Level Up & OSR Enthusiast
It would seem that what people are wanting isnt so much low mahic but subtle magic, the magic of hexes and curses, ancient lost artifacts, alcgemist elixirs, subtle charms and complex rituals is fine, not so much wizards throwing fireballs, Barbarians cracklinng with lightning and ubiquitous Knock spells instead of picking locks
Yeah, basically. Combat cantrips in particular really screw with that feel.
 

Minigiant

Legend
Supporter
It would seem that what people are wanting isnt so much low mahic but subtle magic, the magic of hexes and curses, ancient lost artifacts, alcgemist elixirs, subtle charms and complex rituals is fine, not so much wizards throwing fireballs, Barbarians cracklinng with lightning and ubiquitous Knock spells instead of picking locks
I don't think D&D was ever that either.

I think the part fans of this type of fantasy is a wanting of "low level" D&D. If you stay at low levels, you can't go deeep enough to collect many magic items and don't have the resources within your spellcaster to use them often. And if you stay low level, you don't see most of the magic monster and in base book stuck with humaniods and animals as foes. IT's only subtle because no one is strong enough to be obvious,

But when you get to level 13, what does barbarian weiding and what is your sorcerer doing with their 1st level slots? The rules where there even in the old days.
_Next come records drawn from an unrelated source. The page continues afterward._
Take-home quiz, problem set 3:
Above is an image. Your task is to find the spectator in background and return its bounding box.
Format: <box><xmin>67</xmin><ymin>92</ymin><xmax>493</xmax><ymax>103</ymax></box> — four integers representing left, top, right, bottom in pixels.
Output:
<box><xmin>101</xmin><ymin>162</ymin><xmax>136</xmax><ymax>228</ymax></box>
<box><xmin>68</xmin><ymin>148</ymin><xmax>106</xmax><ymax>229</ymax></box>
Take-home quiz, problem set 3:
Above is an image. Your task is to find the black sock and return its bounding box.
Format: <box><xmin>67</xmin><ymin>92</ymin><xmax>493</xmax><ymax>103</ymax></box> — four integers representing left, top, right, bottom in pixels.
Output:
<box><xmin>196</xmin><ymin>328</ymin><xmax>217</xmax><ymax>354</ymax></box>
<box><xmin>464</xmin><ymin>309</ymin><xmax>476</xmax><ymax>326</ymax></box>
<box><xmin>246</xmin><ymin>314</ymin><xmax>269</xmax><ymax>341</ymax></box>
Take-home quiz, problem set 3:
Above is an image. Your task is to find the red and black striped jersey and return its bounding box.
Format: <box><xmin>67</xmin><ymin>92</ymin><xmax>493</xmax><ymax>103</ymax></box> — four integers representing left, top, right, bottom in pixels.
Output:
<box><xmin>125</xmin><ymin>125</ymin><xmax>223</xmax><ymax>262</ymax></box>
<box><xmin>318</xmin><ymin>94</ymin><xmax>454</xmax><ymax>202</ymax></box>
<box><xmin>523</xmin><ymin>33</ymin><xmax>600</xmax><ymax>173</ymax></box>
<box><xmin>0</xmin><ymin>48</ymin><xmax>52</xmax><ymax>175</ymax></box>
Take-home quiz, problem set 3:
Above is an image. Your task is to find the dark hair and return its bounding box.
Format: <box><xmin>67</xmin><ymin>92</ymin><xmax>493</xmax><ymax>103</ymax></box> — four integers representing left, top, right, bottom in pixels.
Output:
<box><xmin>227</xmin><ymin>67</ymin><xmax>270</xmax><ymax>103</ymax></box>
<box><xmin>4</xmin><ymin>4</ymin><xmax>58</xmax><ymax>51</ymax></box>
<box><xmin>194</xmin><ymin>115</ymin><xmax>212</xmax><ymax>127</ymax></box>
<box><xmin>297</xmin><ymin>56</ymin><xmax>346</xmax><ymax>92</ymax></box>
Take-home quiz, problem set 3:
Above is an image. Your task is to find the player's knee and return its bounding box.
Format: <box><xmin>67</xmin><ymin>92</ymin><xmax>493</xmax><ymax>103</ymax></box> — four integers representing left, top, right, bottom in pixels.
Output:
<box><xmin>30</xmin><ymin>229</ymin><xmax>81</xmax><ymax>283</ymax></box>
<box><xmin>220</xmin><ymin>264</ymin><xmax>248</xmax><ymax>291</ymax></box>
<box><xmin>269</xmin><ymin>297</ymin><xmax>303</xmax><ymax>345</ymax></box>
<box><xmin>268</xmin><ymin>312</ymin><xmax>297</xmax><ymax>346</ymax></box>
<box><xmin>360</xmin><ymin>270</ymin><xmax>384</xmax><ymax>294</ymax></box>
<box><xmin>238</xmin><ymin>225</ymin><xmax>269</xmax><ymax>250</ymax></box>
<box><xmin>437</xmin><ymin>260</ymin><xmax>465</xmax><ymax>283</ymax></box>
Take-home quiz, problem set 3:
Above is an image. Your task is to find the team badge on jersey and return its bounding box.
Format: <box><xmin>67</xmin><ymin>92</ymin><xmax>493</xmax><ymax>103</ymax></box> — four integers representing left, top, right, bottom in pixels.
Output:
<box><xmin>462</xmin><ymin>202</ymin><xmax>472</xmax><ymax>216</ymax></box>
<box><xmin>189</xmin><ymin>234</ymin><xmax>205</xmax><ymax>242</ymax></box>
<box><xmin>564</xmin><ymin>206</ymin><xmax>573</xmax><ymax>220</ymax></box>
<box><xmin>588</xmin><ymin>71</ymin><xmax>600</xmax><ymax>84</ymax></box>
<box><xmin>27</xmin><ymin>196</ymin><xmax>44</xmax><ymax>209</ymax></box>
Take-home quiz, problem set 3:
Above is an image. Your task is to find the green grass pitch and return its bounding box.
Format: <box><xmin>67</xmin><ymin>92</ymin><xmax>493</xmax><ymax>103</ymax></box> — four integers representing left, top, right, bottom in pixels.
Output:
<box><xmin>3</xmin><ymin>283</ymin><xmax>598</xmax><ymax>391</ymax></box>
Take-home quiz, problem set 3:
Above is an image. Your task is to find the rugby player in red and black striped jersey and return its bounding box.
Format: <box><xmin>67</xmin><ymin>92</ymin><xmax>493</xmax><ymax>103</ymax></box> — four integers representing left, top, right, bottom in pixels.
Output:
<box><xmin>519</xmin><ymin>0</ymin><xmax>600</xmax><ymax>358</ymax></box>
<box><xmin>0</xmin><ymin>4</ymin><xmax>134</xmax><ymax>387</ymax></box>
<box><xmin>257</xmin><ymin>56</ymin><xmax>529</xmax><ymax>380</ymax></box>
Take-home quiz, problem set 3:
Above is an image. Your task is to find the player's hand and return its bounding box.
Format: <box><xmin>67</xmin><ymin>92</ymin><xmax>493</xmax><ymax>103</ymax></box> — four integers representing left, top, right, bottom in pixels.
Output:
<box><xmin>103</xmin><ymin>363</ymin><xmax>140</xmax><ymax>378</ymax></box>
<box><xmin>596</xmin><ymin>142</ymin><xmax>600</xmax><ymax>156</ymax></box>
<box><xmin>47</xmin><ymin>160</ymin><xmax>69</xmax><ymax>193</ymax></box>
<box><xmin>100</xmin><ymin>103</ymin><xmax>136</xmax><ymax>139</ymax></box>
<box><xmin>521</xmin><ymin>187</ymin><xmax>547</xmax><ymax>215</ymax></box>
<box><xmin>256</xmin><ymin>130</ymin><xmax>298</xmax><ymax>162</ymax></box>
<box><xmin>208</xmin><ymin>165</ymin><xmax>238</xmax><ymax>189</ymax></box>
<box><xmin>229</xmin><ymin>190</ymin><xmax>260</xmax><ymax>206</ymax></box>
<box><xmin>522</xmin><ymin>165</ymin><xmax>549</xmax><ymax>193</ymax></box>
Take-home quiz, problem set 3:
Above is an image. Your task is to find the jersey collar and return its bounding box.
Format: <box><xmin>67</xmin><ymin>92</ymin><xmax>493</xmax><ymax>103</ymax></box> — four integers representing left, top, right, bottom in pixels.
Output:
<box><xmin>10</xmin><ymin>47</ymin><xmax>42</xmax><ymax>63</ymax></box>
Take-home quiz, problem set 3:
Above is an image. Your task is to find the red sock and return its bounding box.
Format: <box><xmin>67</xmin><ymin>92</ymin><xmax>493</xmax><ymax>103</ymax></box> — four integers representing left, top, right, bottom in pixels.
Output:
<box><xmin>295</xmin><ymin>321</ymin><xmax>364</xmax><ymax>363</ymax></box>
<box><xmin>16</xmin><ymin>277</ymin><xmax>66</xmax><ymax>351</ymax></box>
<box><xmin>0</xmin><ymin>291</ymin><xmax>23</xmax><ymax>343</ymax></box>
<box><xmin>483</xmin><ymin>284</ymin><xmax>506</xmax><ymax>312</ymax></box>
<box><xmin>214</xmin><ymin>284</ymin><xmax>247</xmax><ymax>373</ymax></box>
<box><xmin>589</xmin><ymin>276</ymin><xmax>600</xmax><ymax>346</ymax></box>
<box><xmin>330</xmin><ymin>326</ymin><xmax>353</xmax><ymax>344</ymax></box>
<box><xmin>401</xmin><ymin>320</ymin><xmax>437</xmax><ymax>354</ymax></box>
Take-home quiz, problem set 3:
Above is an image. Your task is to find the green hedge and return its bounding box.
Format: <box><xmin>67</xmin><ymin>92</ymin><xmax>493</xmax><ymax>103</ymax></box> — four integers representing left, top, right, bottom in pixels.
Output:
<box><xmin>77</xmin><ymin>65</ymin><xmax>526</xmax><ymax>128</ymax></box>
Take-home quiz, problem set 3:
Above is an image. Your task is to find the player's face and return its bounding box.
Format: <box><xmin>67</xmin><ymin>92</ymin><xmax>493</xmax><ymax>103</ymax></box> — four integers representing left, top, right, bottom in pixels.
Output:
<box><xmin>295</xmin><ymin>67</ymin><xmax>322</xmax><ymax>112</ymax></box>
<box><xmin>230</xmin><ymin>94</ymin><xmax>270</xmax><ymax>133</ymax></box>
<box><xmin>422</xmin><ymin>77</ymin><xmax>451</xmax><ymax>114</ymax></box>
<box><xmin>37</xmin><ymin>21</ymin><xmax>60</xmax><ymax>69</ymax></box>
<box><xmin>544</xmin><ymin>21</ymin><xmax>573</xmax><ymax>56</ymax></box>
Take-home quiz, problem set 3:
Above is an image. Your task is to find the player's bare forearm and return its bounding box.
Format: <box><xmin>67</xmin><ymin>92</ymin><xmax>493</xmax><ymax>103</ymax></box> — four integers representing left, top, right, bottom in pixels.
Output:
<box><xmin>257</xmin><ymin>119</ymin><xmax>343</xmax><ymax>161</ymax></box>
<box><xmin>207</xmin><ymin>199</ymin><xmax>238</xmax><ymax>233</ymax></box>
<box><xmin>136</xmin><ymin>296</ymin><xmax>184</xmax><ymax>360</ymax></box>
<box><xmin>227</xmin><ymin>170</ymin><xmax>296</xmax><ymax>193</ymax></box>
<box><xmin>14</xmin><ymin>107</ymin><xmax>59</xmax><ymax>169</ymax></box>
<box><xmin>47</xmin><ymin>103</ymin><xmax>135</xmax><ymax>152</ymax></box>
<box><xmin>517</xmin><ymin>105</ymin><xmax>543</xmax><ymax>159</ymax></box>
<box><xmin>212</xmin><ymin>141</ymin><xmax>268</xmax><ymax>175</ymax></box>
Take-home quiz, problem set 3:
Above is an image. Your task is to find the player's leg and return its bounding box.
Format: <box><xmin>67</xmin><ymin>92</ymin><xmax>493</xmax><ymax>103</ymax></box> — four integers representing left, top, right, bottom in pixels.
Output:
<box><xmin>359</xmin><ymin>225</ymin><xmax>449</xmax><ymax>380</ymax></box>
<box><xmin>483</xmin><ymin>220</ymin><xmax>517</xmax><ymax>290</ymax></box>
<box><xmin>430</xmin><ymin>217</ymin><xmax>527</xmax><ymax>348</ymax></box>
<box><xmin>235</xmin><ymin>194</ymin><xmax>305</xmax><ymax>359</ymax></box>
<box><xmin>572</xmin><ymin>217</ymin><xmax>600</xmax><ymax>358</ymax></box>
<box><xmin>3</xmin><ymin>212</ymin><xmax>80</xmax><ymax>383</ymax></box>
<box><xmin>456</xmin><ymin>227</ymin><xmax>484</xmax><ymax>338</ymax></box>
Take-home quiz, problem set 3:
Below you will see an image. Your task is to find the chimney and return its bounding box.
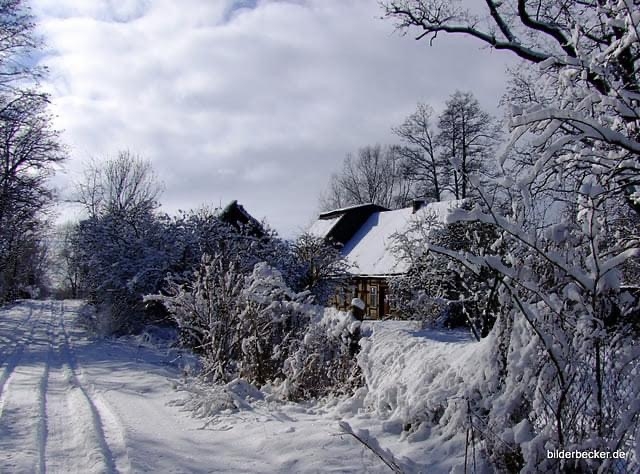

Even the movie feels like low level play with high level PCs.
 

EzekielRaiden

Follower of the Way
It would seem that what people are wanting isnt so much low mahic but subtle magic, the magic of hexes and curses, ancient lost artifacts, alcgemist elixirs, subtle charms and complex rituals is fine, not so much wizards throwing fireballs, Barbarians cracklinng with lightning and ubiquitous Knock spells instead of picking locks
That certainly could be another angle, and it sounds like at least a few in the thread agree.

For the "old school," to be "low" magic it must be either seen at a distance, rather than up close; or subtle, so even if it is powerful, it is only useful in narrow circumstances or unorthodox ploys; or sharply limited (whether by resources like slots, by slow casting/creation time, or dangerous risks/side effects, or times/locations/effects that cannot be relied upon, etc.) For the "contemporary," "low" magic must be truly rare and either outright not very powerful (blurring the line between "wizardry" and "legerdemain"), or really focused on doing one specific thing and not really usable outside that context. By the "old school" standard, Avatar: the Last Airbender (just the original, not Korra) is if anything high magic, because benders are commonplace and most bending is pretty straightforward, powered only by the endurance of the user (and available material/energy.) But by the "contemporary" standard, AtLA (again, not Korra) is if anything low magic. The most powerful non-Avatar benders in the world can...lift really big rocks, or shoot a gout of flame comparable to a vehicle flamethrower. The Avatar alone can achieve fantastical feats of reshaping the world around them, and even then it requires the full might of the Avatar Spirit to do anything remotely that powerful.